- Axel Springer AG to acquire all voting rights - Tender offer by Axel Springer AG announced - Plans to merge ProSiebenSat.1 Media AG and Axel Springer AG
Munich, August 5, 2005. Axel Springer AG is to be the new majority owner of the ProSiebenSat.1 Group. Axel Springer AG signed a binding agreement with P7S1 Holding L.P. to acquire all of P7S1 Holding’s shares of ProSiebenSat.1 Media AG. The planned acquisition will boost Axel Springer AG’s existing stake of about 12 percent to 100 percent of the voting common stock and 25 percent of the nonvoting preferred stock. The purchase price will be EUR 23,37 per share of common stock, and EUR 14,10 per share of preferred stock. The acquisition is subject to approval by the antitrust authorities and media regulators. Once the purchase is complete, Axel Springer AG will hold 62.5 percent of the total capital stock of ProSiebenSat.1 Media AG.
In addition, today Axel Springer AG announced a voluntary cash tender offer to ProSiebenSat.1 Media AG shareholders, under Germany’s Securities Acquisitions and Takeovers Act. The offering price to preferred shareholders is to be the volume weighted three months average stock price of the ProSiebenSat.1 preferred stock prior to today's announcement of the tender offer. According to preliminary calculations, this corresponds to a price of EUR 14.10 per preference share. Axel Springer will announce the relevant price as soon as it has been determined. The offer is likewise subject to approval by the antitrust and media authorities. The Executive Board and Supervisory Board of ProSiebenSat.1 Media AG will issue a formal position statement, as required by law, immediately after the offer document is published.
Once Axel Springer AG has completed its majority takeover of ProSiebenSat.1 Media AG and the tender offer has closed, it is planned to merge the two companies. The merger will result in Germany’s only listed media corporation that operates in both print and TV.
“Following our successful restructuring, it’s important now for the ProSiebenSat.1 Group to seek new strategic prospects. The two companies together will be well positioned to compete strongly even on an international scale, over the long term, and to take advantage of growth opportunities, especially in the diversification segment,” said Guillaume de Posch, CEO of ProSiebenSat.1 Media AG. “With Axel Springer AG it is ensured that the ProSiebenSat.1 Group can continue pursuing its successful corporate strategy and maintain the positioning as a ‘family’ of stations.”
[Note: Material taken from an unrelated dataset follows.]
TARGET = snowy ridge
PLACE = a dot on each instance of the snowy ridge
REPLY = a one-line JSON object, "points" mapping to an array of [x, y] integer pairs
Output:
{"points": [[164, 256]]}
As part of the merger between ProSiebenSat.1 Media AG and Axel Springer AG, the preferred shareholders of ProSiebenSat.1 Media AG who have not accepted Springer’s cash tender offer will receive preferred stock in the merged company. The exchange ratio for the merger will be calculated on the basis of an appraisal of both companies, which has yet to be carried out and will be reviewed by a court-appointed merger auditor.
After adjusting for other equity interests, P7S1 Holding L.P. owns 88 percent of the common stock and 13 percent of the preferred stock of ProSiebenSat.1 Media AG. It in turn is owned by German Media Partners L.P. (GMP). Among the owners of GMP, besides the Saban Capital Group, are the financial investors Hellman & Friedman, Thomas H. Lee, Quadrangle Group, Bain Capital Investors, Putnam Investments, Alpine Equity Partners, and Providence Equity Partners.
Haim Saban holds an interest in P7S1 Holding L.P. by way of the Saban Capital Group, and will remain associated with the company even after the sale of P7S1 Holding’s stock package to Springer. Saban will become a shareholder of the merged media corporation.
ProSiebenSat.1 Media AG is being advised in the transaction by Lehman Brothers and the law offices of Milbank, Tweed, Hadley & McCloy.